When phenol is treated with CHCl₃ and NaOH, the product formed is

Question

The major product formed in the following reaction is-

Answer 1

The reaction of phenol with chloroform (\( \text{CHCl}_3 \)) and sodium hydroxide (\( \text{NaOH} \)) is known as the Reimer-Tiemann reaction.

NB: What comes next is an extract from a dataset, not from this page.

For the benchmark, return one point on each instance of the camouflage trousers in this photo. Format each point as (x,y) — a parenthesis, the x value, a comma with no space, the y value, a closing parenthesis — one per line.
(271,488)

This reaction is used to introduce a formyl group (\(-\text{CHO}\)) into the ortho-position of an aromatic compound.

Let's analyze the steps involved in the Reimer-Tiemann reaction leading to the formation of salicylaldehyde from phenol:

In the presence of \(\text{NaOH}\), phenol (\( \text{C}_6\text{H}_5\text{OH} \)) is converted into phenoxide ion (\( \text{C}_6\text{H}_5\text{O}^- \)), which is a stronger nucleophile.
\(\text{CHCl}_3\) reacts with the base (\(\text{NaOH}\)) to form a dichlorocarbene (\(:\text{CCl}_2\)) intermediate.
The nucleophilic ortho-position of the phenoxide ion attacks the dichlorocarbene, resulting in an intermediate compound.
Hydrolysis of this intermediate during work-up leads to the formation of salicylaldehyde (\( \text{C}_6\text{H}_4(\text{OH})\text{CHO} \)).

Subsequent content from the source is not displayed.